Только голос во мраке не сбился с ритма. Не потерял след. Он не запнулся, как делает тупая борозда, если у неё из-под носа убрать живой шум. Голос плыл на меня всё так же ровно, всё так же кошмарно неотвратимо. «Прос-сти… прос-сти…». Ему было глубоко плевать, дышу я сейчас или покрылся льдом. Он шёл не на моё свежее дыхание. Он уже держал мой готовый звук. Тот самый жалкий звук, что я сплюнул в темноту минуту назад над высохшим телом. Ему этого хватало с лихвой. Прятаться и затыкать рот было поздно. Я уже сказал. И сказанное мною теперь жило своей собственной жизнью. И работало на то, чтобы меня убить.

И вот тут до меня дошло. Не мозгами – их в тот момент отшибло напрочь. Дошло телом. Мерзким ледяным сквозняком, прокатившимся вдоль позвоночника до самых пят. Эта дрянь – не борозда. Борозда всегда течёт на свежий, рвущийся живой шум. Заткнись, замри – и она тебя потеряет. А эта тварь носит чужое. Она собирает уже сказанное, обронённое. Мёртвое. Она гоняется за тем, что уже отзвучало в воздухе. За твоим собственным прошлым. Орёшь ты сейчас во всё горло или прикидываешься мёртвым валуном – ей всё едино. Моя главная, годами вбитая на улице наука выживать – стань тише воды, затаись – против этой твари не стоила и ломаного гроша. Это было всё равно, что орать в пасть борозде. Хуже, чем ничего.

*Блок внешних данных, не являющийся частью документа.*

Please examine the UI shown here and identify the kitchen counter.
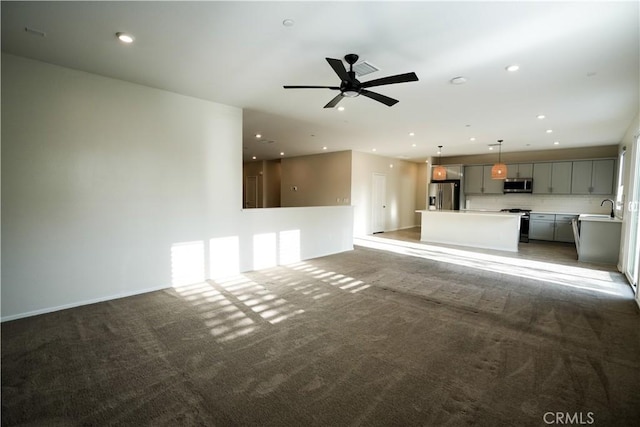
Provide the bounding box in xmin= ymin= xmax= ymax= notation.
xmin=416 ymin=210 xmax=522 ymax=252
xmin=576 ymin=214 xmax=622 ymax=264
xmin=578 ymin=214 xmax=622 ymax=223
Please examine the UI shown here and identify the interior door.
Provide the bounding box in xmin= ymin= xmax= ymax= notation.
xmin=244 ymin=176 xmax=258 ymax=209
xmin=371 ymin=173 xmax=387 ymax=234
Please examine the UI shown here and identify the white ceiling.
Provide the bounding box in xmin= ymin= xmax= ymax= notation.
xmin=2 ymin=1 xmax=640 ymax=161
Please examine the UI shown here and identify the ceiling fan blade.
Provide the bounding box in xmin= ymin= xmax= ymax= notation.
xmin=324 ymin=92 xmax=344 ymax=108
xmin=360 ymin=73 xmax=418 ymax=88
xmin=360 ymin=89 xmax=398 ymax=107
xmin=325 ymin=58 xmax=351 ymax=82
xmin=282 ymin=85 xmax=340 ymax=90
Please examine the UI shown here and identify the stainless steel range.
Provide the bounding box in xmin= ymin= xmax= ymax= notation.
xmin=501 ymin=208 xmax=531 ymax=243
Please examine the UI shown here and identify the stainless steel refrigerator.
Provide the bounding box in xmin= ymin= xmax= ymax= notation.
xmin=429 ymin=179 xmax=460 ymax=211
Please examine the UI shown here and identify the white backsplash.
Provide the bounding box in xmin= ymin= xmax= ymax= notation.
xmin=464 ymin=194 xmax=613 ymax=214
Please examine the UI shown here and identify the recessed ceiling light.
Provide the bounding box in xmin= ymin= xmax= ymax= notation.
xmin=24 ymin=27 xmax=47 ymax=37
xmin=116 ymin=32 xmax=134 ymax=43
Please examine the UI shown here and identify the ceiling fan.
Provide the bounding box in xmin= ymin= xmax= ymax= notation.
xmin=284 ymin=53 xmax=418 ymax=108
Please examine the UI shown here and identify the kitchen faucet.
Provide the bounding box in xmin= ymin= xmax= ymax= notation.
xmin=600 ymin=199 xmax=616 ymax=218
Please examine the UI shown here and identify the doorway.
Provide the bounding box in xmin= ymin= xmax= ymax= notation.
xmin=244 ymin=176 xmax=258 ymax=209
xmin=371 ymin=173 xmax=387 ymax=234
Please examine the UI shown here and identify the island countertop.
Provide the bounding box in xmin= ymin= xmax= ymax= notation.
xmin=416 ymin=210 xmax=522 ymax=252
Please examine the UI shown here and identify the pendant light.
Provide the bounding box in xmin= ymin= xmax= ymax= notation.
xmin=432 ymin=145 xmax=447 ymax=181
xmin=491 ymin=139 xmax=507 ymax=179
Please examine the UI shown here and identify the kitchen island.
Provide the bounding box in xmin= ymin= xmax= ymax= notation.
xmin=416 ymin=210 xmax=522 ymax=252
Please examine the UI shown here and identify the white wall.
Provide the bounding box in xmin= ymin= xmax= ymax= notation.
xmin=618 ymin=112 xmax=640 ymax=300
xmin=351 ymin=151 xmax=420 ymax=236
xmin=2 ymin=54 xmax=352 ymax=320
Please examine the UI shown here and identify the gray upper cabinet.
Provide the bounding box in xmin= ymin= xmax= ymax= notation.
xmin=464 ymin=165 xmax=484 ymax=194
xmin=532 ymin=163 xmax=551 ymax=194
xmin=464 ymin=165 xmax=504 ymax=194
xmin=507 ymin=163 xmax=533 ymax=178
xmin=533 ymin=162 xmax=572 ymax=194
xmin=571 ymin=159 xmax=615 ymax=195
xmin=482 ymin=165 xmax=504 ymax=194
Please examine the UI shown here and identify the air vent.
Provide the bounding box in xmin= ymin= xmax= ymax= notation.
xmin=353 ymin=61 xmax=380 ymax=77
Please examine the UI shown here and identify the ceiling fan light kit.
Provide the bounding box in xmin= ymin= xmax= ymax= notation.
xmin=283 ymin=53 xmax=418 ymax=108
xmin=491 ymin=139 xmax=507 ymax=179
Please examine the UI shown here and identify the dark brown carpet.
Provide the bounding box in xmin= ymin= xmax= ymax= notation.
xmin=2 ymin=242 xmax=640 ymax=426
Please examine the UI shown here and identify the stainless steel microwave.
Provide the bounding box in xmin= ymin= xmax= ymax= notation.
xmin=503 ymin=178 xmax=533 ymax=193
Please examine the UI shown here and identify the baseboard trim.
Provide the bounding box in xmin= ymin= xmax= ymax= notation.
xmin=0 ymin=285 xmax=170 ymax=323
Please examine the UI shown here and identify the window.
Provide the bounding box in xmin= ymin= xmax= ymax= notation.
xmin=616 ymin=147 xmax=627 ymax=217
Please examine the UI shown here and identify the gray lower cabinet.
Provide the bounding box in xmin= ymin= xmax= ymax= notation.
xmin=529 ymin=212 xmax=556 ymax=240
xmin=553 ymin=214 xmax=577 ymax=243
xmin=529 ymin=212 xmax=577 ymax=243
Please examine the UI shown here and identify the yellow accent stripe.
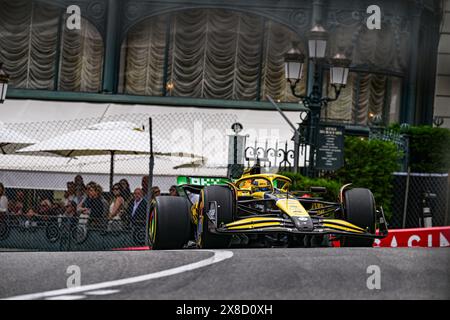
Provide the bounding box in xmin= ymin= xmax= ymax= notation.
xmin=322 ymin=219 xmax=365 ymax=231
xmin=225 ymin=217 xmax=284 ymax=227
xmin=323 ymin=223 xmax=364 ymax=233
xmin=228 ymin=222 xmax=281 ymax=230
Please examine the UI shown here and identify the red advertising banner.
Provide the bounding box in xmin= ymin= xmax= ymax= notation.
xmin=374 ymin=227 xmax=450 ymax=248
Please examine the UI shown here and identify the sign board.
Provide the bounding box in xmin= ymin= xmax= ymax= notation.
xmin=316 ymin=125 xmax=345 ymax=171
xmin=177 ymin=176 xmax=231 ymax=186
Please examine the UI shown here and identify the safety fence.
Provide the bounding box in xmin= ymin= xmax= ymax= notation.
xmin=0 ymin=112 xmax=236 ymax=251
xmin=390 ymin=172 xmax=449 ymax=229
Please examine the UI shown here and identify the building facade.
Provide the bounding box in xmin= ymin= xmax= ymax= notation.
xmin=0 ymin=0 xmax=445 ymax=127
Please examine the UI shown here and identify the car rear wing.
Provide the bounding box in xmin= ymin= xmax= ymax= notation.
xmin=177 ymin=176 xmax=232 ymax=187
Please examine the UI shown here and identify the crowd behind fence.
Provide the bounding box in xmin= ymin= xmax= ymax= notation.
xmin=0 ymin=112 xmax=236 ymax=251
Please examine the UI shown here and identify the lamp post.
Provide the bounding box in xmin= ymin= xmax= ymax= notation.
xmin=285 ymin=25 xmax=351 ymax=176
xmin=0 ymin=62 xmax=9 ymax=104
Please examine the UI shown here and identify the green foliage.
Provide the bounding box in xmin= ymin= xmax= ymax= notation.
xmin=336 ymin=137 xmax=401 ymax=217
xmin=392 ymin=125 xmax=450 ymax=173
xmin=280 ymin=172 xmax=341 ymax=201
xmin=280 ymin=137 xmax=401 ymax=219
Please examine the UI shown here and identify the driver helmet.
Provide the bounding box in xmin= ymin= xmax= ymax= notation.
xmin=253 ymin=179 xmax=270 ymax=191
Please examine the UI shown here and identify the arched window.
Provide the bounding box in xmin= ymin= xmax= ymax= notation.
xmin=0 ymin=0 xmax=103 ymax=92
xmin=119 ymin=9 xmax=306 ymax=101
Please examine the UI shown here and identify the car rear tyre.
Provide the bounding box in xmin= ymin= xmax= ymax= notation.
xmin=200 ymin=186 xmax=235 ymax=249
xmin=149 ymin=196 xmax=190 ymax=250
xmin=341 ymin=188 xmax=376 ymax=247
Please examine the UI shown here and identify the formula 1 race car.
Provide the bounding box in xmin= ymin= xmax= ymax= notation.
xmin=148 ymin=174 xmax=388 ymax=250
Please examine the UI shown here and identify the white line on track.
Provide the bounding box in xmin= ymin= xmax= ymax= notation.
xmin=2 ymin=250 xmax=233 ymax=300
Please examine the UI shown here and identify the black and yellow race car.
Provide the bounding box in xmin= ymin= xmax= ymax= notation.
xmin=148 ymin=174 xmax=388 ymax=250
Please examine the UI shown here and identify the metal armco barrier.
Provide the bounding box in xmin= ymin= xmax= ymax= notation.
xmin=374 ymin=227 xmax=450 ymax=248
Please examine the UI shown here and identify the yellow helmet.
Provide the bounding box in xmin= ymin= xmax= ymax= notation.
xmin=253 ymin=179 xmax=270 ymax=191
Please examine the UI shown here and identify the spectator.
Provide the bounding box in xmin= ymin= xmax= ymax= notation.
xmin=0 ymin=183 xmax=8 ymax=213
xmin=119 ymin=179 xmax=133 ymax=210
xmin=152 ymin=186 xmax=161 ymax=200
xmin=108 ymin=183 xmax=125 ymax=220
xmin=169 ymin=185 xmax=179 ymax=197
xmin=27 ymin=199 xmax=55 ymax=221
xmin=141 ymin=176 xmax=148 ymax=195
xmin=61 ymin=200 xmax=77 ymax=232
xmin=128 ymin=188 xmax=147 ymax=226
xmin=64 ymin=181 xmax=77 ymax=205
xmin=73 ymin=175 xmax=86 ymax=189
xmin=64 ymin=200 xmax=77 ymax=218
xmin=80 ymin=182 xmax=107 ymax=229
xmin=73 ymin=187 xmax=87 ymax=208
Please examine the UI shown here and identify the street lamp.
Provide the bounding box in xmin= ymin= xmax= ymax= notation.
xmin=284 ymin=25 xmax=351 ymax=176
xmin=0 ymin=62 xmax=9 ymax=104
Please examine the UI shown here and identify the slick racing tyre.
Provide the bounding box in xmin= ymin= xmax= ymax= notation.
xmin=197 ymin=186 xmax=235 ymax=249
xmin=341 ymin=188 xmax=376 ymax=247
xmin=148 ymin=196 xmax=191 ymax=250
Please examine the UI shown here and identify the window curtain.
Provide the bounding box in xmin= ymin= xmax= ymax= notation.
xmin=58 ymin=16 xmax=104 ymax=92
xmin=0 ymin=0 xmax=103 ymax=92
xmin=122 ymin=9 xmax=306 ymax=101
xmin=322 ymin=72 xmax=390 ymax=125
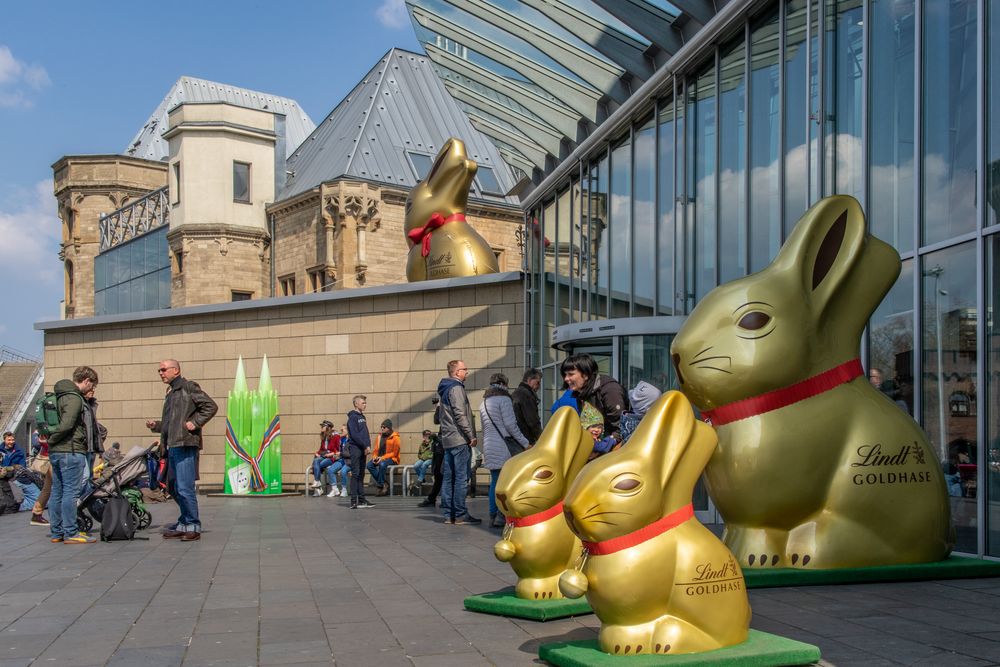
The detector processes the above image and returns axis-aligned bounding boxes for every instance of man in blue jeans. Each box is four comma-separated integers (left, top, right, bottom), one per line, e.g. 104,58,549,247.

146,359,219,542
438,359,482,524
49,366,98,544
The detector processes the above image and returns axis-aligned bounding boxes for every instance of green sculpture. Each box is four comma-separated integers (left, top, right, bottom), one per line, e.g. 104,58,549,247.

225,355,281,496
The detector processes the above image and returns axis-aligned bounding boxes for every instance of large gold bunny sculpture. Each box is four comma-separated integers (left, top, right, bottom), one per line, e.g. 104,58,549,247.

403,138,500,282
671,196,954,569
560,391,750,655
493,407,594,600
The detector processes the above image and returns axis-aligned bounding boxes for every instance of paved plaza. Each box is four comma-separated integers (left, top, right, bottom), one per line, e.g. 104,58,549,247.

0,497,1000,667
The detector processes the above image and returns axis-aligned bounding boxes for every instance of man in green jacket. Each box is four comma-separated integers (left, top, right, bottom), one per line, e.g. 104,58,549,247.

49,366,98,544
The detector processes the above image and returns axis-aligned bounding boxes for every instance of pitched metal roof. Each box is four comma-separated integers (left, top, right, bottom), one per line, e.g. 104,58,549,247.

276,49,518,206
406,0,731,180
125,76,316,160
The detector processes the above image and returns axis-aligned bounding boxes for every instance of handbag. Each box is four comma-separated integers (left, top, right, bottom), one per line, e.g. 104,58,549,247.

483,401,524,456
28,454,52,475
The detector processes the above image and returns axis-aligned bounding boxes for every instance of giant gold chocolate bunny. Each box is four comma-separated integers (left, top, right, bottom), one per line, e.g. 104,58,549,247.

404,138,500,282
671,196,954,569
493,407,594,600
560,391,750,655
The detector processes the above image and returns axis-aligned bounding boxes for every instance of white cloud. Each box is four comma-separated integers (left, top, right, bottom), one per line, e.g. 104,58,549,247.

0,44,52,109
0,181,62,284
375,0,410,30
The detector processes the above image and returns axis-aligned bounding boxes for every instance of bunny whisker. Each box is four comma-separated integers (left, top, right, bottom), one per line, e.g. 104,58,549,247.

699,366,733,375
580,510,632,519
691,345,713,361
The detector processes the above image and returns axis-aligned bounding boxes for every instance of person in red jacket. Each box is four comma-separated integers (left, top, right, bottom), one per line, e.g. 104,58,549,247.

368,419,399,496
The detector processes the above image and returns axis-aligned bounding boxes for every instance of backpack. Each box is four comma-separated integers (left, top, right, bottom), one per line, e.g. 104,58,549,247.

35,391,59,436
101,498,136,542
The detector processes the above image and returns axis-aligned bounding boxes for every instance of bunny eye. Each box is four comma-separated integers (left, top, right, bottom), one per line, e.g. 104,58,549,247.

737,310,771,331
611,473,642,496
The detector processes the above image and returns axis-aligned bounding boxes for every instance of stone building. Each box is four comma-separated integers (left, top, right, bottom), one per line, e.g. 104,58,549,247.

53,49,523,318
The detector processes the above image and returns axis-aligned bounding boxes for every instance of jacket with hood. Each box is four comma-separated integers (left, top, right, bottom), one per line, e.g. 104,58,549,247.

347,410,372,452
438,377,476,449
150,375,219,450
479,384,530,470
573,375,630,442
49,380,98,454
512,382,542,446
372,426,399,465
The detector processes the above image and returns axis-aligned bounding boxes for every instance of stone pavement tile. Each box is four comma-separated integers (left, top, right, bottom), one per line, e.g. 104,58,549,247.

194,607,260,634
0,632,59,660
0,615,77,646
316,599,382,626
184,632,257,665
107,644,187,667
260,640,333,665
411,652,494,667
259,616,326,644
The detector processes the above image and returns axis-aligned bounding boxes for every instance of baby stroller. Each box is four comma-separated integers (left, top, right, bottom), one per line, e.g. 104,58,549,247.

76,444,157,532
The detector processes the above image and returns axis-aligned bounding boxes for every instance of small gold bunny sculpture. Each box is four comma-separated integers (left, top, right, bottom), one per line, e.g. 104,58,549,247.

493,407,594,600
671,196,954,569
403,138,500,282
560,391,750,655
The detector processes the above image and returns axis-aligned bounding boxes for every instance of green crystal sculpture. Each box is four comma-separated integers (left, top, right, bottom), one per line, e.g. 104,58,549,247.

225,355,281,496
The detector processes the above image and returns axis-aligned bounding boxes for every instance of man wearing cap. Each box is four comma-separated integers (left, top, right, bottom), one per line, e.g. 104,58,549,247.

368,419,399,496
309,419,340,496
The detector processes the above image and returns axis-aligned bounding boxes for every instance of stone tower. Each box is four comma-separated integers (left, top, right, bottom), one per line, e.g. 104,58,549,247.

163,102,285,308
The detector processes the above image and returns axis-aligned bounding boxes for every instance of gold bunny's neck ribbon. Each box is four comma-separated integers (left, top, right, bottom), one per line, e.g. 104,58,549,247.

406,213,465,257
507,500,563,528
701,359,865,427
583,503,694,556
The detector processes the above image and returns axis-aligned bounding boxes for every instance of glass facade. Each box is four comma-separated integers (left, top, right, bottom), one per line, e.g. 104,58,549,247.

526,0,1000,557
94,227,170,317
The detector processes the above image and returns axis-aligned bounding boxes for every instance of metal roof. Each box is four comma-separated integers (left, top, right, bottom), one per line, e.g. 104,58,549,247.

125,76,316,160
406,0,730,181
276,49,518,206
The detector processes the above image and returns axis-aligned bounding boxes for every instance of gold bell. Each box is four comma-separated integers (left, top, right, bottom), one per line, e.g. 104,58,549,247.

493,540,517,563
559,570,587,598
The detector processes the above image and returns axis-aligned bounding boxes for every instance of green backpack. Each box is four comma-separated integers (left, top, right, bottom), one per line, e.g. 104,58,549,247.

35,391,71,437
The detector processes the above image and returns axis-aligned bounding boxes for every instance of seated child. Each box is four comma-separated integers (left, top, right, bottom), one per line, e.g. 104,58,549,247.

410,429,438,492
309,419,340,496
580,403,621,461
618,380,663,445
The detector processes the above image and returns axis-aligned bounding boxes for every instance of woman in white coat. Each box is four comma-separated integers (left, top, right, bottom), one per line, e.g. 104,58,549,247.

479,373,528,528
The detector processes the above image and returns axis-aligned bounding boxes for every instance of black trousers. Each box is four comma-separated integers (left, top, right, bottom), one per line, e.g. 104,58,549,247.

427,447,444,503
349,445,368,503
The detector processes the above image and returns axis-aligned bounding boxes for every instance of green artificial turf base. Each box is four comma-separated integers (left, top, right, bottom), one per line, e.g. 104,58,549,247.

743,556,1000,588
538,630,820,667
465,586,592,621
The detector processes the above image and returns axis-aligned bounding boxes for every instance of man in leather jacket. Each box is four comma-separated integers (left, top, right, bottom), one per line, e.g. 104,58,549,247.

146,359,219,542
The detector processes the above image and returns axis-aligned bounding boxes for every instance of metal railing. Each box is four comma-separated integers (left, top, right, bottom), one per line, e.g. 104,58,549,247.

99,186,170,252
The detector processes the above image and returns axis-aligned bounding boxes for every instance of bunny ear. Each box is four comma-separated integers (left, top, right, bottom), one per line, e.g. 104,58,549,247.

626,391,695,484
774,195,865,312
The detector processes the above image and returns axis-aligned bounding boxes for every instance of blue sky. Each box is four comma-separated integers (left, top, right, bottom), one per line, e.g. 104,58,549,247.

0,0,420,356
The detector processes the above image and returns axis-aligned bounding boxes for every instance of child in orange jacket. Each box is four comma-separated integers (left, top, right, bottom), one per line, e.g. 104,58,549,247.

368,419,399,496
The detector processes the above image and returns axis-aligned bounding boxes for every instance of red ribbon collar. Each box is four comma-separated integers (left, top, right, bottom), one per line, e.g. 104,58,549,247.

583,503,694,556
507,500,563,528
702,359,865,426
406,213,465,257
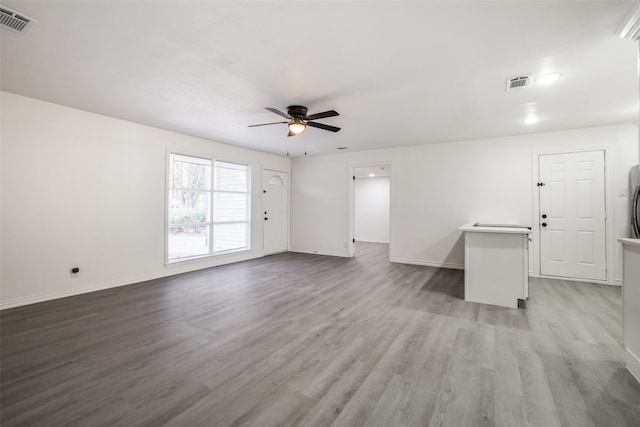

Я попятился. Дёрнулся быстро, вслепую, на одних инстинктах. И в спешке с размаху всадился больным, раненым боком в острый каменный край дверного наличника. Саднящие рёбра резануло такой болью, что из груди помимо воли вырвался короткий, сиплый стон сквозь сжатые зубы: «-х-ха». Голос в темноте улицы сыто дрогнул от удовольствия. И тут же раздвоился. – …прос-сти… х-ха… прос-сти…

Потрясающе. Я только что подарил ему новый поводок. Оно моментально сняло и это. Мой случайный выдох, мой вскрик боли. И теперь несло ко мне уже два моих звука одновременно, жонглируя ими во мраке. Я стоял посреди мёртвого квартала. С одной стороны – чёртова ниша с высохшим пацаном, с другой – надвигающийся на меня мой собственный голос. Я понимал всё с тоскливой, ледяной ясностью: молчать уже поздно. А шуметь категорически нельзя. Каждый мой новый звук, шорох или крик – это ещё одна прочная верёвка в его невидимых лапах. И копьём тут махать бессмысленно. У голоса нет плоти. Ты не распорешь ему брюхо, как обычной твари. Мой гениальный план – пройти тихо по краю поля, срезать хабар и слинять незамеченным – сгорел дотла. Поле меня заметило. Оценило. И теперь шло забирать долг.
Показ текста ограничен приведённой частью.